Sharks have bite with Campbell

Best trade deadline deal this season

Jim Matheson, Canwest News Service

Published: Wednesday, April 02, 2008

EDMONTON -- You never get a true read on trade-deadline pickups until the Stanley Cup playoffs end, which is why Butch Goring approached folk-hero status in Long Island in 1981.

Goring not only gave the New York Islanders a No. 2 centre to spell Bryan Trottier off, he also won the Conn Smythe Trophy as playoff MVP.

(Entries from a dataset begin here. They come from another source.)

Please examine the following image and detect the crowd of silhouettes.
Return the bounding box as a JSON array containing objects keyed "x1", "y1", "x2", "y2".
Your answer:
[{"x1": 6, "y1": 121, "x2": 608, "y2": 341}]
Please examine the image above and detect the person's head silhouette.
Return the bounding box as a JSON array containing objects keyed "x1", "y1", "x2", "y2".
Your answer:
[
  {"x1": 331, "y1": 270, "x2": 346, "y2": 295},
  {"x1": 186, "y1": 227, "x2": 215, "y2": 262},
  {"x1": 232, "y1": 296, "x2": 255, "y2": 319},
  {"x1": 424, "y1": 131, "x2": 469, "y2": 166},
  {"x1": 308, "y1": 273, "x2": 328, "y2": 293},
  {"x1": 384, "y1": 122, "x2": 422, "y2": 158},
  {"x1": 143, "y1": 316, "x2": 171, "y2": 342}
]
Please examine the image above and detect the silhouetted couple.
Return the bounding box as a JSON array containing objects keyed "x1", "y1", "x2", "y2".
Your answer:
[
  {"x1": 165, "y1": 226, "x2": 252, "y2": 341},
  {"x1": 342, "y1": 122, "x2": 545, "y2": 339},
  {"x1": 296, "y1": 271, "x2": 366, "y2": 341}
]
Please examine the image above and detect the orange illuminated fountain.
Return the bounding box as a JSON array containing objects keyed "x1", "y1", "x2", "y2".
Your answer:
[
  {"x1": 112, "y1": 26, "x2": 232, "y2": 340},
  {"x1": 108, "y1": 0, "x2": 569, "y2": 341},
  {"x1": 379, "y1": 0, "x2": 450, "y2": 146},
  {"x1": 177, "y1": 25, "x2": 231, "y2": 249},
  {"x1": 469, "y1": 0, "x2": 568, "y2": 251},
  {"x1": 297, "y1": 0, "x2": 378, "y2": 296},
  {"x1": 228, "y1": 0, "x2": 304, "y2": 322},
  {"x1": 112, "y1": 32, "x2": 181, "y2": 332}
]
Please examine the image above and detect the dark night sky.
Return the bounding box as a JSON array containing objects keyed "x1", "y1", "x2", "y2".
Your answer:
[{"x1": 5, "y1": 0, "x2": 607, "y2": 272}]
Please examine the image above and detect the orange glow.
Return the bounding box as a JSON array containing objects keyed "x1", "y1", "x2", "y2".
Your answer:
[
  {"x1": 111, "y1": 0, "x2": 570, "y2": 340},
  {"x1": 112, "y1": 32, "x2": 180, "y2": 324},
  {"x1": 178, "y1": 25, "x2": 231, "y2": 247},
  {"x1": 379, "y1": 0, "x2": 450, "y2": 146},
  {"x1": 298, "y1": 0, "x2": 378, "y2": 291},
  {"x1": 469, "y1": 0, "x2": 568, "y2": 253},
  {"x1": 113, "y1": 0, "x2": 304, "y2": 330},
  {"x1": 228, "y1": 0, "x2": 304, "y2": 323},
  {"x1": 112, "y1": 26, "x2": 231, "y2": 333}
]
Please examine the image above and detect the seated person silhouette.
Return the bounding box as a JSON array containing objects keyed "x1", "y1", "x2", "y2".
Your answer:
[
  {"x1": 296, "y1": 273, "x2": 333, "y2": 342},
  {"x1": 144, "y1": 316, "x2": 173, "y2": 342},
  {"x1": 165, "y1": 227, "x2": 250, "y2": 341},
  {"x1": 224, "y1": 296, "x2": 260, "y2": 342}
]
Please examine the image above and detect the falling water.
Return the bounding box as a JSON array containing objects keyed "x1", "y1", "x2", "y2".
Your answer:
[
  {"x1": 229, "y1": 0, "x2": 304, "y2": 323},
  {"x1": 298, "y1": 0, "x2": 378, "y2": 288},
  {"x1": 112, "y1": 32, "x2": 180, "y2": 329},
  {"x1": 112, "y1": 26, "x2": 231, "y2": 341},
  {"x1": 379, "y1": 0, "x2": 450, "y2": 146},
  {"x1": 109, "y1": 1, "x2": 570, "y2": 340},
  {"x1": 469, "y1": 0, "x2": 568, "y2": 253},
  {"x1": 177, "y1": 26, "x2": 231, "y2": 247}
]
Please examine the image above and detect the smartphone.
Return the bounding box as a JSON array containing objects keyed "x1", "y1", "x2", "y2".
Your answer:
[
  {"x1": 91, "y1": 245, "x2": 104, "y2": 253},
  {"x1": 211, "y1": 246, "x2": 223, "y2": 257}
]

So we will wait to anoint Brian Campbell as the second coming of Paul Coffey in San Jose until we see how far the 106-point Sharks go this spring. But right now the former Buffalo Sabres defenceman is clearly the best addition any NHL team made on Feb. 26 or in the leadup to the deadline.

You can make a case for goalie Cristobal Huet in Washington (8-2, 1.83 average) and Joe Corvo (18 points in 20 games, plus-6) in Carolina, too, but Campbell has given the NHL's hottest team exactly what it needed -- a blueliner who could easily transport the puck up ice and run the power play.

He's got 16 points in 17 games which gives him 59 on the year (third-most for defencemen after Nick Lidstrom's 66 and Sergei Gonchar's 62), and is also plus-10 in San Jose. He's yet to lose a game in regulation, which makes it even better. The Sharks have just two shootout setbacks since Campbell's first game Feb. 27 in Columbus -- to Edmonton and Phoenix.

It's always a crapshoot picking up players at the deadline. Some deals seem great on paper, but the additions struggle, like defenceman Mike Commodore's doing in Ottawa, or they get hurt like Adam Foote (hip) for Colorado. But Campbell, who grew up with Joe Thornton which should give them a leg up to sign the unrestricted free agent July 1, has been terrific.

The Sharks thought Matt Carle would be their puck-mover and signed him to a three-year deal for an average of $3.4 million, starting next year. But he's sitting now, while Campbell plays, averaging 25 minutes a night.

And the Sharks? They're sitting pretty.